1 It seems, too, that we should consider how it is inborn in the minds of all animals accustomed to sexual reproduction to allow no promiscuity; hence, fights occur among animals over the matter of sexual reproduction. And, in fact, among all animals there is one common reason, for every animal desires to enjoy freely the pleasure of the sexual act, as he also does the pleasure of food; but this liberty is restricted by the fact that several males may have access to one female, or the converse.
The same situation obtains in the freedom of enjoying food, for one animal is obstructed if the food which he desires to eat is taken over by another animal. And so, animals fight over food and sexual relations in the same way. But among men there is a special reason, for, as we said, man naturally desires to know his offspring, and this knowledge would be completely destroyed if there were several males for one female. Therefore, that one female is for one male is a consequence of natural instinct.
2 But a difference should be noted on this point. As far as the view that one woman should not have sexual relations with several men is concerned, both the aforementioned reasons apply. But, in regard to the conclusion that one man should not have relations with several females, the second argument does not work, since certainty as to offspring is not precluded if one male has relations with several women.
But the first reason works against this practice, for, just as the freedom of associating with a woman at will is taken away from the husband, when the woman has another husband, so, too, the same freedom is taken away from a woman when her husband has several wives. Therefore, since certainty as to offspring is the principal good which is sought in matrimony, no law or human custom has permitted one woman to be a wife for several husbands.

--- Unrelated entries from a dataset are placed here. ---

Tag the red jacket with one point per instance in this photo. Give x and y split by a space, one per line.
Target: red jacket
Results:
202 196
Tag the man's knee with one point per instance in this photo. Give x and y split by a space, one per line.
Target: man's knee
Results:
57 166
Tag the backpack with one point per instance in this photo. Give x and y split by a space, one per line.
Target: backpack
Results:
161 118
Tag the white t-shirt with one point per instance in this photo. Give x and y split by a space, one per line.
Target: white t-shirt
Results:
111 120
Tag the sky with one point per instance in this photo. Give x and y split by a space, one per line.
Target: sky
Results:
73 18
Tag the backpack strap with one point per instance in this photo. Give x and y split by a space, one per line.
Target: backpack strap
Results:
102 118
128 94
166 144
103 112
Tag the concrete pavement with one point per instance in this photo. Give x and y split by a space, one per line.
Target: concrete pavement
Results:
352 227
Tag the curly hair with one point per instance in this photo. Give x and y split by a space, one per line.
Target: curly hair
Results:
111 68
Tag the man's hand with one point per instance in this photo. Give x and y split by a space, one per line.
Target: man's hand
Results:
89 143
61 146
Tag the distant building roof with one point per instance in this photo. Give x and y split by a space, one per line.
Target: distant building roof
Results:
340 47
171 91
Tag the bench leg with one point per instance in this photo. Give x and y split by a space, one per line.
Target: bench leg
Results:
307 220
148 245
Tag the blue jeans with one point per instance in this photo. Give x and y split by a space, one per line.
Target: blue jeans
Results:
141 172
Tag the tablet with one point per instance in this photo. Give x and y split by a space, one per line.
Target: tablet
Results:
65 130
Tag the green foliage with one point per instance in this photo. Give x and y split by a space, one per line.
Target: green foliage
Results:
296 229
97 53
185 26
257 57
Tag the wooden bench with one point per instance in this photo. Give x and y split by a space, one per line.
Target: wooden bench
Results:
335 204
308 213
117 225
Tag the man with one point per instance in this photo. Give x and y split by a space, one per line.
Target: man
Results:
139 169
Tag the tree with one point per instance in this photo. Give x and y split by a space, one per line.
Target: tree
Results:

This was even deemed unfitting among the ancient Romans, of whom Maximus Valerius reports that they believed that the conjugal bond should not be broken even on account of sterility.
3 Again, in every species of animal in which the father has some concern for offspring, one male has only one female; this is the case with all birds that feed their young together, for one male would not be able to offer enough assistance to bring up the offspring of several females. But in the case of animals among whom there is no concern on the part of the males for their offspring, the male has promiscuous relations with several females and the female with plural males. This is so among dogs, chickens, and the like. But since, of all animals, the male in the human species has the greatest concern for offspring, it is obviously natural for man that one male should have but one wife, and conversely.
4 Besides, friendship consists in an equality. So, if it is not lawful for the wife to have several husbands, since this is contrary to certainty as to offspring, it would not be lawful, on the other hand, for a man to have several wives, for the friendship of wife for husband would not be free, but somewhat servile. And this argument is corroborated by experience, for among husbands having plural wives the wives have a status like that of servants.
5 Furthermore, strong friendship is not possible in regard to many people, as is evident from the Philosopher in Ethics VIII . Therefore, if a wife has but one husband, but the husband has several wives, the friendship will not be equal on both sides. So, the friendship will not be free, but servile in some way.
6 Moreover, as we said, matrimony among humans should be ordered so as to be in keeping with good moral customs. Now, it is contrary to good behavior for one man to have several wives, for the result of this is discord in domestic society, as is evident from experience. So, it is not fitting for one man to have several wives.
7 Hence it is said: “They shall be two in one flesh” (Gen. 7.: 24).
8 By this, the custom of those having several wives is set aside, and also the opinion of Plato who maintained that wives should be common. And in the Christian period he was followed by Nicolaus, one of the seven deacons.